Mute unused sources on the soundacrd mixer applet.And again, where's that to be found?
If you have a CD-ROM attached to thye soundcard, disconnect itAnd if the CD-ROM ISN'T attached to the SC? Read above.
So, how would I:-
. . . and instead tick the box that say "allow D digital playback' or siumilar. Not so straightforward here?
AVoid 2 superfluous (and probably crappy) D-A and A-D conversion stages.Which is evidenced by what? I have V/O using my Senni ME66 mic, hard wired to a Analogue preamp going into the MIC input on the pc. Seems straight enough? Don't forget, I AM talking about already existing 54db hiss - that's without any mic/amp plugged-in.
Control Panel, Sound and Audio Devices is a good place to start looking. Yup, did all that yesterday. I also reported that I had gone down that route here. But, Geoff, you think I've overlooked something? Well, give me more of a route map for Win7 Pro and I'll follow your lead.
Looks to me like you don't have any other inputs to worry about.
That said plugging a mic into a mic preamp and plugging the output of that into the mic input isn't really such a grand idea however as you say the mic input to the mobo has a noise floor of -54dB with nothing plugged in so you are kind of stuck by that fact alone.
One thing I guess you could maybe do it to turn the gain up on your mic preamp so you're getting as close as possible to 0dB, that would improve your S/N ratio a tad.
If you're using a mic preamp which outputs line level (and technically, that's what a mic preamp does) then you should plug it into the line input, which always has a better signal to noise ratio than the sound card's mic preamp anyway.

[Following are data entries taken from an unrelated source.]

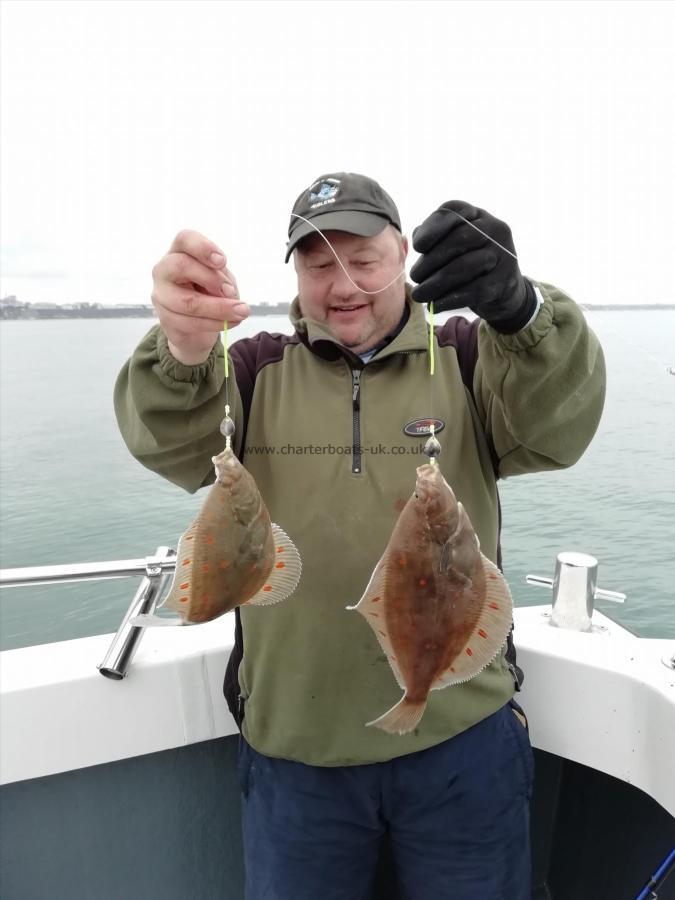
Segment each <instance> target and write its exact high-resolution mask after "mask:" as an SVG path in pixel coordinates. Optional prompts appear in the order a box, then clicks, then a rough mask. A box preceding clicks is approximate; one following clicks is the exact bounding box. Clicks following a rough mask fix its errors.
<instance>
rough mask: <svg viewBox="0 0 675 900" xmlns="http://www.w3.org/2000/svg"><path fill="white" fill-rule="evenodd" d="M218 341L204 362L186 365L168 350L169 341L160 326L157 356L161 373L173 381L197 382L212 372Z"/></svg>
mask: <svg viewBox="0 0 675 900" xmlns="http://www.w3.org/2000/svg"><path fill="white" fill-rule="evenodd" d="M217 347H218V343H216V345H215V346H214V347H213V349H212V350H211V352H210V353H209V355H208V358H207V359H206V361H205V362H203V363H199V365H197V366H186V365H185V364H184V363H181V362H178V360H177V359H176V357H175V356H173V355H172V354H171V351H170V350H169V341H168V339H167V336H166V335H165V334H164V332H163V331H162V329H161V328H158V330H157V358H158V359H159V366H160V369H161V370H162V374H163V375H166V376H167V377H168V378H170V379H172V380H173V381H183V382H185V381H187V382H190V383H191V384H199V382H200V381H203V380H204V379H205V378H207V377H208V376H209V375H211V374H212V373H213V369H214V366H215V364H216V357H217V353H216V350H217Z"/></svg>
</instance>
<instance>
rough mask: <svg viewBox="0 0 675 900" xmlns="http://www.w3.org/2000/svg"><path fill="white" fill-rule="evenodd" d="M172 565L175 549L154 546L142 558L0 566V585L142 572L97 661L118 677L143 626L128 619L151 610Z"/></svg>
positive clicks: (128, 664) (171, 573)
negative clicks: (126, 603) (103, 650)
mask: <svg viewBox="0 0 675 900" xmlns="http://www.w3.org/2000/svg"><path fill="white" fill-rule="evenodd" d="M175 569H176V551H175V550H173V549H171V548H170V547H158V548H157V550H156V551H155V555H154V556H149V557H147V558H146V559H119V560H110V561H108V562H92V563H74V564H73V565H65V566H31V567H27V568H19V569H0V588H3V587H29V586H34V585H38V584H67V583H69V582H74V581H108V580H110V579H114V578H129V577H133V576H139V575H140V576H142V577H143V580H142V581H141V583H140V585H139V587H138V590H137V591H136V593H135V594H134V597H133V600H132V601H131V604H130V606H129V609H128V610H127V612H126V615H125V616H124V618H123V619H122V622H121V624H120V627H119V628H118V629H117V633H116V634H115V637H114V638H113V640H112V643H111V644H110V647H109V648H108V652H107V653H106V655H105V656H104V658H103V660H102V662H101V663H100V664H99V665H98V670H99V672H100V673H101V675H105V677H106V678H112V679H114V680H117V681H120V680H121V679H122V678H124V676H125V675H126V673H127V669H128V668H129V665H130V663H131V660H132V659H133V656H134V654H135V652H136V650H137V649H138V645H139V643H140V641H141V638H142V637H143V632H144V630H145V629H144V628H139V627H138V626H136V625H131V624H130V620H131V619H133V618H134V616H138V615H142V614H152V613H153V612H154V611H155V608H156V606H157V603H158V602H159V600H160V599H161V597H162V596H163V595H164V591H165V589H166V586H167V583H168V582H169V581H170V580H171V577H172V575H173V573H174V571H175Z"/></svg>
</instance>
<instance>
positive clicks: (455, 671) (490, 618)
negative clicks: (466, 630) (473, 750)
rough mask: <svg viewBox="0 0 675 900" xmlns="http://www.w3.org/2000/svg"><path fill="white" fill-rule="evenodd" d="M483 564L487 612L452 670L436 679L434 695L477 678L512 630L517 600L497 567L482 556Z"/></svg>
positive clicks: (471, 634) (475, 629)
mask: <svg viewBox="0 0 675 900" xmlns="http://www.w3.org/2000/svg"><path fill="white" fill-rule="evenodd" d="M481 560H482V562H483V569H484V571H485V582H486V590H485V602H484V603H483V608H482V610H481V613H480V615H479V617H478V621H477V622H476V625H475V627H474V629H473V631H472V632H471V635H470V637H469V640H468V641H467V642H466V644H465V645H464V647H462V650H461V651H460V653H458V654H457V656H456V657H455V659H454V660H453V661H452V665H451V666H450V668H448V669H446V670H445V671H444V672H442V673H441V674H440V675H439V676H438V677H437V678H436V679H435V681H434V682H433V684H432V685H431V690H432V691H435V690H439V689H440V688H444V687H447V686H448V685H450V684H461V683H462V682H464V681H470V680H471V679H472V678H475V677H476V675H478V674H480V672H482V671H483V669H485V668H487V666H489V665H490V663H491V662H492V660H493V659H494V658H495V657H496V656H497V654H498V653H499V651H500V650H501V649H502V647H503V646H504V644H505V643H506V639H507V637H508V634H509V631H510V630H511V624H512V622H513V600H512V599H511V591H510V590H509V586H508V584H507V583H506V579H505V578H504V576H503V575H502V573H501V572H500V571H499V569H498V568H497V566H496V565H495V564H494V563H493V562H490V560H489V559H488V558H487V557H485V556H483V554H482V553H481Z"/></svg>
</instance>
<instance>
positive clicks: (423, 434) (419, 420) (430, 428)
mask: <svg viewBox="0 0 675 900" xmlns="http://www.w3.org/2000/svg"><path fill="white" fill-rule="evenodd" d="M432 425H433V426H434V432H435V434H438V432H439V431H443V429H444V428H445V422H444V421H443V419H413V421H412V422H408V423H407V425H404V426H403V431H404V432H405V433H406V434H409V435H410V436H411V437H427V436H428V435H430V434H431V426H432Z"/></svg>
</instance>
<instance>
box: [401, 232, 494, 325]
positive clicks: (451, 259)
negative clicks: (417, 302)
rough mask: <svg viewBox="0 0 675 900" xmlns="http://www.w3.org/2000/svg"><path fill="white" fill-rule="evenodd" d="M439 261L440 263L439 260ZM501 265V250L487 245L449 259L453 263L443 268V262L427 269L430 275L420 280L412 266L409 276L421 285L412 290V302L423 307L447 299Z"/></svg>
mask: <svg viewBox="0 0 675 900" xmlns="http://www.w3.org/2000/svg"><path fill="white" fill-rule="evenodd" d="M432 252H435V251H432ZM439 259H441V257H440V256H439ZM425 261H426V257H425ZM499 262H500V251H499V249H498V248H497V247H493V246H492V245H491V244H489V243H487V242H486V246H483V247H480V248H478V249H476V250H472V251H469V252H466V253H462V254H461V256H457V257H453V256H450V260H449V261H448V262H447V263H446V264H443V261H442V260H441V262H440V264H439V265H438V266H436V265H434V266H431V267H428V273H427V272H426V271H425V277H424V278H422V279H421V280H420V279H419V278H418V275H417V274H416V273H415V272H414V271H413V270H414V269H415V268H416V267H415V266H413V270H411V272H410V275H411V278H413V279H414V280H415V281H419V283H418V286H417V287H416V288H414V289H413V292H412V298H413V300H417V301H418V302H421V303H430V302H431V301H437V300H440V299H441V298H443V297H446V298H447V297H448V296H449V295H451V294H454V293H456V292H457V291H458V290H460V289H461V288H463V287H465V286H466V285H469V284H471V283H472V282H475V281H476V279H478V278H481V277H483V276H484V275H488V274H489V273H490V272H492V271H494V270H495V269H496V268H497V266H498V265H499ZM463 305H465V304H463V303H460V304H459V306H463ZM459 306H454V305H453V306H444V308H445V309H458V308H459Z"/></svg>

I've now got line-in to the rear of the pc and tested that against mic-in on the front.
I'm now crawling about, headphones on, moving cabling and switching a single lamp on and off to hear if there are any RF-emissions I can neutralise.
I'm getting to the point of recognising what my limits are, why they are there, and just getting on with the rest of my life. Like looking for ANY sweet spot, there will be any amount of compromise. Same in life huh?
"I've now got line-in to the rear of the pc and tested that against "
See page 2-45 of your motherboard manual. If you can plug your mic into the front panel of the computer, then you do have a cable snaking through the computer that's attached to a hi-gain mic pre-amp in the sound adapter. This is not good and not neccessary. The pink mic jack can be accessed from the rear of the machine. The mic cable inside the machine could be acting like a noise antenna. You should get the internal cable off the header on the motherboard shown on page 2-27.